U.S. Secretary of Homeland Security Janet Napolitano will be appointed as the next president of the University of California system on Friday, pending approval by the UC Board of Regents next week.
Taking over in the wake of President Mark Yudof’s planned August resignation, she will be the first woman to occupy the position of UC president in the system’s 145-year history. She has served as governor of Arizona and was among more than 300 candidates considered for the position. Napolitano also resigned from her position as secretary of Homeland Security on Friday.
Though she lacks previous experience in university administration, Napolitano has served in various public leadership roles. She was the first woman to occupy the position of attorney general of Arizona from 1998 to 2003 and served two terms as governor of Arizona from 2003 to 2009. She was also the first woman to chair the National Governors Association.

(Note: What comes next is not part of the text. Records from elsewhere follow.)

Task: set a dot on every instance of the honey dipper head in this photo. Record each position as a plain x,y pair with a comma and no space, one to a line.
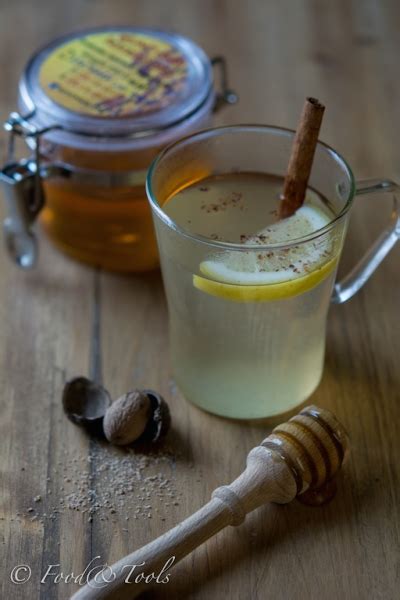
313,444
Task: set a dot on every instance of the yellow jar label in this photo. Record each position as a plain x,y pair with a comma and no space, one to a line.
114,74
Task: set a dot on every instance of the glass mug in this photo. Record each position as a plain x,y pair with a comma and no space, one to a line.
251,359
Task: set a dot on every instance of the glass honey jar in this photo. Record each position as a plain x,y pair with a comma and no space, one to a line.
95,108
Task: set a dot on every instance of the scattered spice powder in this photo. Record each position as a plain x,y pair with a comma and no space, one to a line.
123,483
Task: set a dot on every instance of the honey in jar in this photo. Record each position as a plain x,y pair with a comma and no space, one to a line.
96,107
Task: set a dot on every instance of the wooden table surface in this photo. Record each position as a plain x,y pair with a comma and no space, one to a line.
63,319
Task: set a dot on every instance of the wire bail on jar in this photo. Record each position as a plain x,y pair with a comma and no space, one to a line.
22,180
23,191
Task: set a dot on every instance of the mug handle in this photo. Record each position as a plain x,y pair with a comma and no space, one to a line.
353,281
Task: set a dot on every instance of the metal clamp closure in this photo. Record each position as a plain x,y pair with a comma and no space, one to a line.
23,192
226,95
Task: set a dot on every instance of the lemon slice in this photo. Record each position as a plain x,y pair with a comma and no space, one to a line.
264,292
272,275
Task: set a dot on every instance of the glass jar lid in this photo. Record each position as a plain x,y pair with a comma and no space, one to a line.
115,81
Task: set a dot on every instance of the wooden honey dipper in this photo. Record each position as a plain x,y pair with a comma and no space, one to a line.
300,455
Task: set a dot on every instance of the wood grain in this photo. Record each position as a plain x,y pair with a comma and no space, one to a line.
63,320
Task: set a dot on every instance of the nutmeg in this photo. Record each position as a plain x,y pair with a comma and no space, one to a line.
127,418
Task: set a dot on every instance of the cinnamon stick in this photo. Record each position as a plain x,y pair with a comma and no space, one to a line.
301,158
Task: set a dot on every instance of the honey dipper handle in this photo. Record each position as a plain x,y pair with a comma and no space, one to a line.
266,478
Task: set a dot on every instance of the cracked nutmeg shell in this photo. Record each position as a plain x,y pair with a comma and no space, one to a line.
137,416
85,403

“I am both honored and excited by the prospect of serving as president of the University of California,” Napolitano said in a statement Friday. “I recognize that I am a non-traditional candidate … In my experience, whether preparing to govern a state or to lead an agency as critical and complex as Homeland Security, I have found the best way to start is simply to listen.”
According to Tim Bee, associate vice president for state relations at the University of Arizona, “education was a top priority” for Napolitano during her tenure as Arizona governor. He noted Napolitano’s help establishing the University of Arizona’s College of Medicine in Phoenix, securing pay increases for Arizona university employees and allocating about $1 billion of lottery revenues for university infrastructure, among other things.
“At the time she left office, the university system in Arizona was receiving the largest total general fund appropriations in the history of the state,” Bee said. “Education was a very important focus of her efforts to build a strong workforce and a diversified economy with a focus on science, bioscience and technology.”
But Napolitano still represents an unconventional choice for the university, which only five years ago selected its first president from outside the UC system, Mark Yudof. Yudof had more than two decades of experience in university administration — which included heading the University of Texas and University of Minnesota.
The Board of Regents have set a more political course by selecting Napolitano, at a time when the state government is increasingly involved in its affairs. Last year, Gov. Jerry Brown attended a regents meeting for the first time in his term where he criticized the pace at which the university was pursuing online education. Brown’s 2013-14 proposed budget initially tied higher education funding to performance standards set by the state.
Raquel Morales, president of the University of California Student Association, chaired the student advisory committee that aided in Napolitano’s selection. She said the committee was looking for “someone outside of the system” who was “more of a political figure,” able to address issues with the federal government and the state governor.
“It will be exciting to work with her,” Brown said in a brief statement released Friday morning. “Secretary Napolitano has the strength of character and an outsider’s mind that will well serve the students and faculty.”
Student regent Cinthia Flores also said Napolitano’s political experience will help her in the role but that it might be difficult for her to interface with UC students without educational experience.
“I think her name recognition may assist the UC’s advocacy efforts at the state and federal level,” she said. “(But) Napolitano will have a difficult transition into the role of head university administrator. In particular, I think she may need strong guidance in helping build and nurture working relationships with students.”
As Homeland Security secretary, Napolitano has been involved in debates over immigration reform. She has supported provisions of the DREAM Act, allowing students who meet its criteria to remain in the country despite the act failing to pass in Congress.
However, some have expressed concern over her leadership role in the Obama administration’s deportation of more than 1.4 million undocumented immigrants since 2008.
“The Obama administration has deported a staggering number of people,” said ASUC Executive Vice President Nolan Pack. Napolitano’s support of the DREAM Act is also inconsistent with the policies of Homeland Security, he said.
Pack said he doubts whether Napolitano would gain any support from undocumented students in light of this inconsistency.
“It is important students have someone who can understand and empathize in high positions of administration,” Pack said.
Morales said she hopes Napolitano is willing to fight for student rights, which would include efforts to broaden the types of resources available for undocumented students.
“We hope she will be able to address these issues regardless of her background,” Morales said.
Napolitano was recommended to the UC Regents in a unanimous vote by a selection committee that included former student regent Jonathan Stein, former board chair Sherry Lansing, current chair Bruce Varner and regents Richard Blum and Russell Gould, as well as Brown.
Contact Micah Fry at [email protected]
A previous version of this article misspelled Janet Napolitano’s last name.
A previous version of this article incorrectly stated that Napolitano supported the federal DREAM Act, which has granted temporary amnesty to young undocumented immigrants brought into the United States by their parents. In fact, the federal was never made into law.
A previous version of this article may have implied that Janet Napolitano was appointed as UC President on Friday. In fact, she will be appointed pending approval by the UC Board of Regents Thursday.